“When an almond tree became covered with blossoms in the heart of winter, all the trees around it began to jeer. 'What vanity,' they screamed, 'what insolence! Just think, it believes it can bring spring in this way!' The flowers of the almond tree blushed for shame. 'Forgive me, my sisters,' said the tree. 'I swear I did not want to blossom, but suddenly I felt a warm springtime breeze in my heart.” ~ Nikos Kazantzakis, Saint Francis, 1956
The almond fruit isn’t actually a nut but a drupe. The part we eat is the kernel, or seed, inside the elongated stone (shell). The United States (California), Spain, and Australia are prime suppliers of almonds. Almonds need very hot weather and cool winters to grow and are reliant on wild and domesticated honey bees for crop pollination. In California, almond growers often rent bees to accomplish this! Beekeepers as far away as Florida transport billions of bees to the Central Valley in California to assist with almond growing season.

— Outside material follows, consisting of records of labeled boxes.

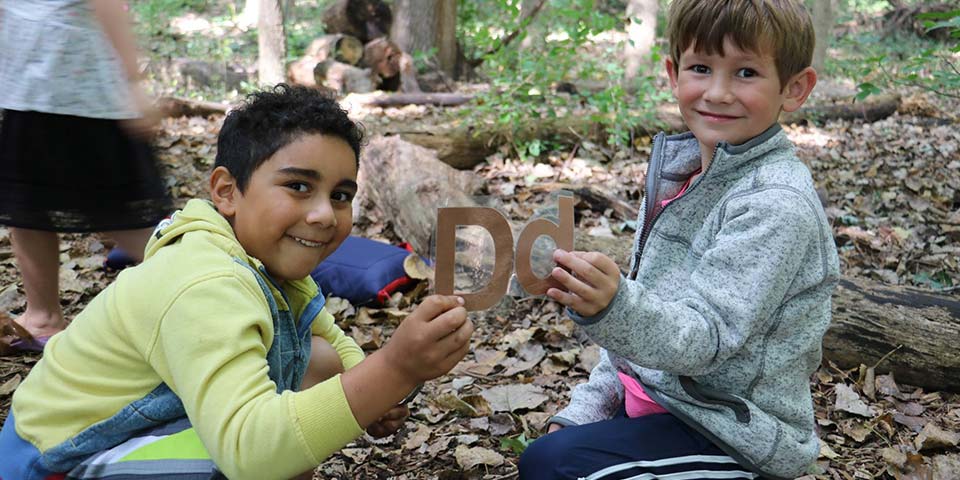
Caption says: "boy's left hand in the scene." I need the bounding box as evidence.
[367,405,410,438]
[547,249,620,317]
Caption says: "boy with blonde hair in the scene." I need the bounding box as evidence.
[520,0,839,479]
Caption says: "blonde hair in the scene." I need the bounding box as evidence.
[667,0,816,88]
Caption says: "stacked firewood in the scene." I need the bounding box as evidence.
[287,0,420,94]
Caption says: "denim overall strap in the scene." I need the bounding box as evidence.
[234,258,323,392]
[40,383,187,472]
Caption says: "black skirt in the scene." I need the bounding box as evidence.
[0,110,172,232]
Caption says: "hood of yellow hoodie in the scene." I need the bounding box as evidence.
[144,199,319,308]
[144,199,248,267]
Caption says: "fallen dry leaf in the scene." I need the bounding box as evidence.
[834,383,876,417]
[453,445,503,470]
[480,384,549,412]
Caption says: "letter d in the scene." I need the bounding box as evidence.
[515,191,573,295]
[435,207,512,311]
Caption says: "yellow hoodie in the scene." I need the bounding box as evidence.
[12,200,363,478]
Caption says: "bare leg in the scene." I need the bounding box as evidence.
[10,228,66,337]
[103,228,153,262]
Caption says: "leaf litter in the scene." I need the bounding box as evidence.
[0,95,960,480]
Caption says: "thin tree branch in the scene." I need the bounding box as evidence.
[467,0,547,68]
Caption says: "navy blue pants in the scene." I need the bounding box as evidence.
[520,414,757,480]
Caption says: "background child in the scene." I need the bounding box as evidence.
[0,0,173,351]
[0,85,473,479]
[520,0,839,479]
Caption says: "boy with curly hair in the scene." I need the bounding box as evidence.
[520,0,839,479]
[0,85,473,480]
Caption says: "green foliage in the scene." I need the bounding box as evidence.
[129,0,210,35]
[458,0,668,156]
[827,10,960,100]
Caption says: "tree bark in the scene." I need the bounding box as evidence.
[287,33,363,87]
[624,0,660,85]
[156,97,229,117]
[323,0,393,43]
[813,0,834,73]
[390,0,439,58]
[257,0,287,86]
[341,92,473,108]
[313,59,377,94]
[390,0,457,77]
[435,0,457,78]
[360,137,960,391]
[355,137,480,255]
[823,277,960,392]
[385,95,900,169]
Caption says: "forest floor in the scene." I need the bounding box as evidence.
[0,49,960,480]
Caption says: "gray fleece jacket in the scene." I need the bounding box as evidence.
[551,124,839,478]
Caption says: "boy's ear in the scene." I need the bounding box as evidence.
[210,165,243,218]
[783,67,817,112]
[663,57,677,98]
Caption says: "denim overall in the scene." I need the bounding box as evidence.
[18,258,326,472]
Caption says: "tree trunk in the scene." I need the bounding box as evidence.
[323,0,393,43]
[257,0,287,86]
[390,0,439,59]
[813,0,834,73]
[624,0,659,85]
[435,0,457,78]
[390,0,457,77]
[360,137,960,391]
[354,137,481,255]
[237,0,260,30]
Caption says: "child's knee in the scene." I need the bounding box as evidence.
[300,336,343,390]
[519,434,562,479]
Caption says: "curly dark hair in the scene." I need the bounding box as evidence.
[214,83,363,192]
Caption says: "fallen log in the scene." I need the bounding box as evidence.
[360,137,960,391]
[780,94,900,125]
[530,183,643,220]
[384,95,900,169]
[303,33,363,65]
[358,137,481,255]
[384,105,683,169]
[341,92,473,109]
[823,277,960,391]
[575,232,960,391]
[160,97,230,117]
[362,38,420,93]
[313,59,376,94]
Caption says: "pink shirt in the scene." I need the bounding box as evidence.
[617,170,700,418]
[617,372,667,418]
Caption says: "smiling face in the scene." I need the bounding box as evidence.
[210,134,357,282]
[667,38,816,167]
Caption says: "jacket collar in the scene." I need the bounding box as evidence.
[650,123,791,181]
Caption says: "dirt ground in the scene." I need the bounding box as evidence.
[0,88,960,480]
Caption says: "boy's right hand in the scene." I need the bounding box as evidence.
[383,295,473,384]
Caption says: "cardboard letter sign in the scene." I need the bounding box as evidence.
[435,192,573,311]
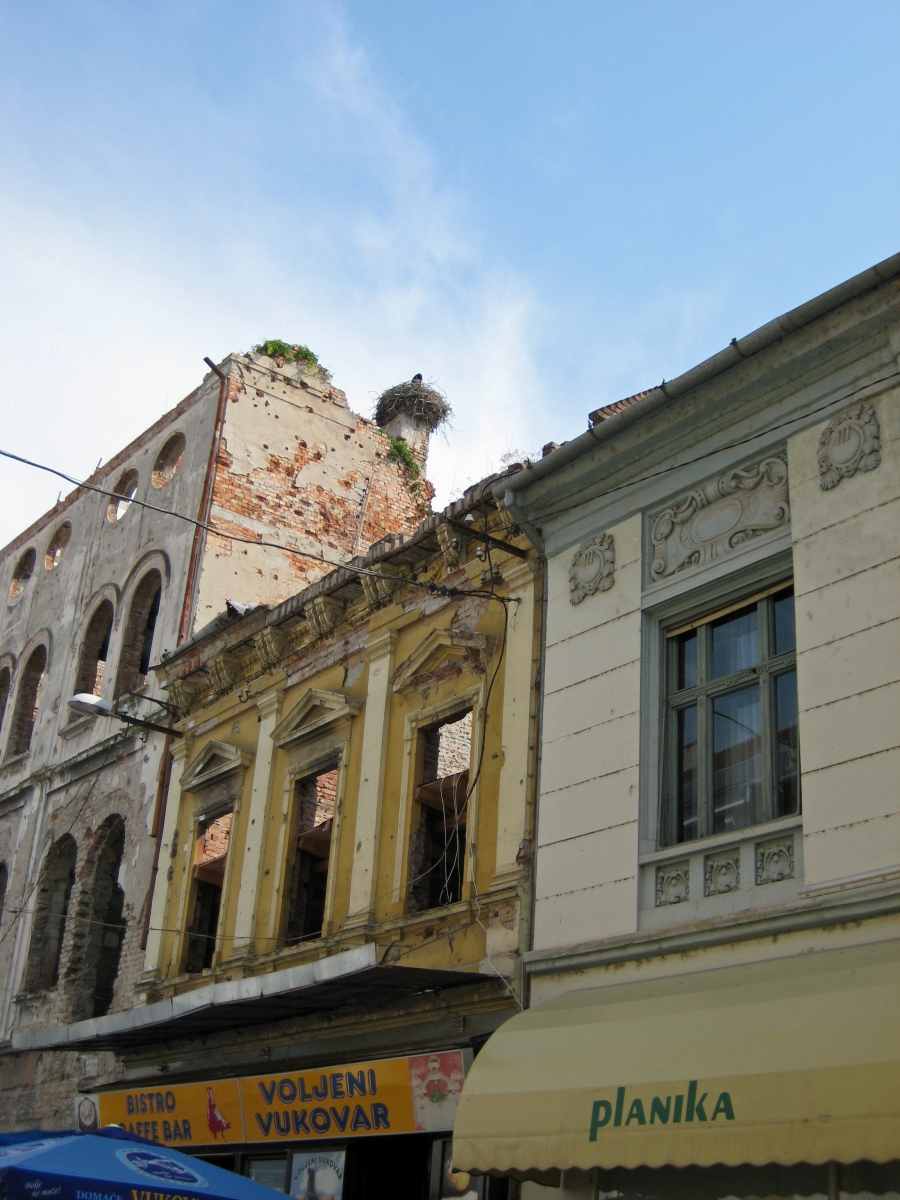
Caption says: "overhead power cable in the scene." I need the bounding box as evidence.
[0,450,520,600]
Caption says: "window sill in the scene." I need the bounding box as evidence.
[638,812,803,866]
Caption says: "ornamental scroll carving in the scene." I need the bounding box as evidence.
[818,403,881,492]
[650,455,791,582]
[569,533,616,604]
[656,863,691,908]
[756,838,793,883]
[703,850,740,896]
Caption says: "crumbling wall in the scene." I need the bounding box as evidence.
[194,358,433,629]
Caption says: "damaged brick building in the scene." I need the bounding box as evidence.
[0,353,433,1128]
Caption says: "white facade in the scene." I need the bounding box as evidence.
[496,256,900,1196]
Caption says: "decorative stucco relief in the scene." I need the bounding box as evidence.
[569,533,616,604]
[656,863,691,908]
[650,455,791,581]
[818,403,881,492]
[756,838,793,883]
[703,850,740,896]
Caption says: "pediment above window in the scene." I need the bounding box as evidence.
[394,629,493,691]
[181,742,253,792]
[272,688,362,748]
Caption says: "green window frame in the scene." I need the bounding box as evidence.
[659,581,800,846]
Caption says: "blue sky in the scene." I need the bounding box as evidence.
[0,0,900,544]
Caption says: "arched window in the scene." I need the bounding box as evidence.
[8,646,47,756]
[0,667,12,730]
[115,571,162,696]
[76,600,113,696]
[66,815,125,1021]
[25,834,77,991]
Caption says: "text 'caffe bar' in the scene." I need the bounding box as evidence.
[76,1050,484,1200]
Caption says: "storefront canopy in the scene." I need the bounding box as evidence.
[454,942,900,1172]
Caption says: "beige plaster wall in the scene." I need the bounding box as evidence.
[788,391,900,887]
[534,515,641,949]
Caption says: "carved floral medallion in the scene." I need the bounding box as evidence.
[656,863,691,908]
[650,455,791,581]
[569,533,616,604]
[756,838,793,883]
[703,850,740,896]
[818,403,881,492]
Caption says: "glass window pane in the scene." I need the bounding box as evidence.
[713,684,763,833]
[713,605,760,679]
[775,671,800,817]
[775,588,797,654]
[676,707,697,841]
[247,1158,288,1192]
[678,629,697,691]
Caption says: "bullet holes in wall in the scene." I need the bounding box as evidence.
[0,667,12,733]
[150,433,186,487]
[10,546,37,596]
[185,810,234,974]
[7,646,47,757]
[43,521,72,571]
[107,469,138,521]
[407,709,472,912]
[25,834,77,991]
[282,766,337,946]
[76,600,114,696]
[115,570,162,697]
[65,814,125,1020]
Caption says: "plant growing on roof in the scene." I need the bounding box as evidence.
[253,337,331,379]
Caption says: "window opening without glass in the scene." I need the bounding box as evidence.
[150,433,186,487]
[10,546,37,596]
[25,834,77,991]
[7,646,47,756]
[660,584,800,846]
[408,708,472,912]
[282,766,337,946]
[66,814,126,1020]
[43,521,72,571]
[0,667,12,731]
[107,470,138,521]
[115,570,162,697]
[76,600,114,696]
[185,810,234,973]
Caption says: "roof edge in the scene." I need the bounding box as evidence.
[494,253,900,498]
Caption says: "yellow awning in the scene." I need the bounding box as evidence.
[452,942,900,1171]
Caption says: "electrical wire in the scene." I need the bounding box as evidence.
[513,371,900,521]
[0,449,511,596]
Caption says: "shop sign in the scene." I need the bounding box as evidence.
[290,1148,347,1200]
[76,1050,466,1147]
[241,1050,466,1142]
[76,1079,245,1146]
[589,1079,734,1141]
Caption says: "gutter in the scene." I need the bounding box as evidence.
[493,254,900,505]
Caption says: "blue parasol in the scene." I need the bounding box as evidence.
[0,1129,281,1200]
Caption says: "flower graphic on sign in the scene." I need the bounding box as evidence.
[206,1087,232,1141]
[409,1050,466,1130]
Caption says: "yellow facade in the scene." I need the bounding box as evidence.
[144,504,541,1007]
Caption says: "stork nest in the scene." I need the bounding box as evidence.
[374,379,452,433]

By designer Carol A.L. Martin, this tartan reflects the colors of a young almond bush.
Native to the Mediterranean climate region of the Middle East, it was spread by humans in ancient times along the shores of the Mediterranean into northern Africa and southern Europe, and more recently transported to other parts of the world, notably California, United States.
The pollination of California's almonds is the largest annual managed pollination event in the world, with close to one million hives (nearly half of all beehives in the USA) being trucked in February to the almond groves. Much of the pollination is managed by pollination brokers, who contract with migratory beekeepers from at least 49 states for the event.
Greek mythology tells a tragic love story about the creation of the almond tree. It begins when Phyllis, a beautiful daughter of a king of Thrace who fell in love with Demophon of Athens, the son of Theseus, as he traveled though Thrace on his return from the Trojan War.
After a period of happiness, Demophon, duty bound to Greece, returned home to help his father, leaving Phyllis behind and forgetting her. Phyllis waited hopelessly for many years for his return, and eventually, forlorn and heart-broken, died of a broken heart. Out of pity, the gods transformed Phyllis into the almond tree. When the errant and remorseful Demophon returned, he found the Phyllis tree, naked without leaves and flowers. Desperately, he hugged the tree, which suddenly flooded with flowers, showing that love cannot be defeated by death.